Open Miserlou opened 6 years ago
Perspective: bioinformaticist (ML-focused)
Situation: I've (@gwaygenomics has) built a classifier for Ras activity that uses gene expression. I'd like to apply that to all samples in SRA/GEO/ArrayExpress/ENA to identify samples with aberrant Ras signaling.
Here are examples that @dvenprasad and I worked on together. They extend beyond the functionality of the initial version of the Data Refinery and possibly into future work applying different models across Data Refinery data (e.g. a "model mill").
I think this should be helpful if part of the goal with this issue is to future-proof design choices & this level of detail will be good for worked examples down the road. We'll follow up with tickets based on version scope.
Applicable to: Data Whiz
I’m an ML researcher that specializes in natural language processing in biomedical literature. I’ve analyzed all papers in PubMed that have a Gene Expression Omnibus (GEO) data set connected to them. I've analyzed things like the co-occurrence of disease labels and pathway names (e.g., KEGG). I’m wondering if I can predict the “behavior” of the pathways in the GEO dataset from the text. For example, can I tell if a pathway will be downregulated in disease samples compared to controls based on the text of a paper and what might the text tell me about the magnitude of that change?

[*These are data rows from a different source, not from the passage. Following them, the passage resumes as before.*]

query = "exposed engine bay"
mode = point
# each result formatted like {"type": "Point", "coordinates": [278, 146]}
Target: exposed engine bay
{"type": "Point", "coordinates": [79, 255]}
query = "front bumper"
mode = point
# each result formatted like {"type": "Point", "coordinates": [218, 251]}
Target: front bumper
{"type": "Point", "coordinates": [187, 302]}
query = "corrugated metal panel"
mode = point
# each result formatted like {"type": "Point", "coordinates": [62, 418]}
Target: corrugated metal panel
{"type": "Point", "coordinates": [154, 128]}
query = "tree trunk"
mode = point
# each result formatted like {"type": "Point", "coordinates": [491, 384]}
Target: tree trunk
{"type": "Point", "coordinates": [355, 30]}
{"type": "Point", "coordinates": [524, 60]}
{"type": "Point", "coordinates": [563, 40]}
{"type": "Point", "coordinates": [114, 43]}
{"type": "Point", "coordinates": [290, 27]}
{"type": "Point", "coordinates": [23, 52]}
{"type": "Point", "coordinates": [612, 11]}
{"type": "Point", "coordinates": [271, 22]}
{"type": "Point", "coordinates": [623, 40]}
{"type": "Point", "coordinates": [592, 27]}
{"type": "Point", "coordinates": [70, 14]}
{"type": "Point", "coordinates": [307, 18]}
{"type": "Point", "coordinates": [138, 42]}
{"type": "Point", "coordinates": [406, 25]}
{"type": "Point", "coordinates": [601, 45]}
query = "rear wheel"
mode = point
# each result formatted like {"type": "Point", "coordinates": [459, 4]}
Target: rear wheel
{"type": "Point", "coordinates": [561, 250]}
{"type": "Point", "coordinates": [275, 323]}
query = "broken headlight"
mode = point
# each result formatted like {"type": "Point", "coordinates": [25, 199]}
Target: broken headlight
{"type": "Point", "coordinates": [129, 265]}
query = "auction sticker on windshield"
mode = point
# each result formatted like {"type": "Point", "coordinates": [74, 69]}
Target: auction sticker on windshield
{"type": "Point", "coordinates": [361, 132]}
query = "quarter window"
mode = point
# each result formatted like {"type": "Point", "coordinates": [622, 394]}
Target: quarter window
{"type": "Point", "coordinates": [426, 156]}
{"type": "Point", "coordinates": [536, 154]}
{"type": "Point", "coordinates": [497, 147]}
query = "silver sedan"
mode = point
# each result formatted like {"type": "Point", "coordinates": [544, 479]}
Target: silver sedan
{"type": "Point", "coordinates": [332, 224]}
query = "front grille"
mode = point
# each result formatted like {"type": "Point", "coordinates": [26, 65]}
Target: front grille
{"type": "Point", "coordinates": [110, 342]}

Consequently, I have a list of data sets that I know contain healthy controls for comparison based on my analysis of the submitter-supplied GEO abstract/description text.
I want to use multiple kinds of tools for pathway analysis and I have come up with a list of genes that I want to study based on the pathways I’m interested in.
I only want data sets that fit the following criteria: This data set "covers" 90% of the genes in my list I want to study. All data sets should have a publication associated with them.
Applicable to: Data Whiz
I’m a computational biologist that wants to predict cell line passage number and cell line identity from gene expression data. I have generated my own gold standards from the following breast cancer cell lines: MCF-7
, SkBr3
, BT-483
and BT-474
. I only want gene expression data that are reported to be samples from these cell lines for validation. I'm particularly interested in data sets where passage number is reported in the sample metadata. I would also love to provide some summary statistics about usage of different breast cancer cell lines in publicly available transcriptomics data (e.g., 45% of samples are from MCF-7
) in the introduction of my paper if possible.
Applicable to: Data Whiz
I’m a developmental biologist but I’m comfortable working with single cell RNA-seq (scRNA-seq), bulk RNA-seq and microarray data. I work with C. elegans. I’ve done a single cell RNA-seq experiment in a particular line/mutant that has an expansion in one cell lineage and those "extra" cells also demonstrate a change in expression patterns as compared to the wild type lineage (in adult worms).
I want to use bulk (whole worm) RNA-seq data from different labs that sample different stages of development for validation and exploratory analyses. I know that this data is out there based on my review of the literature.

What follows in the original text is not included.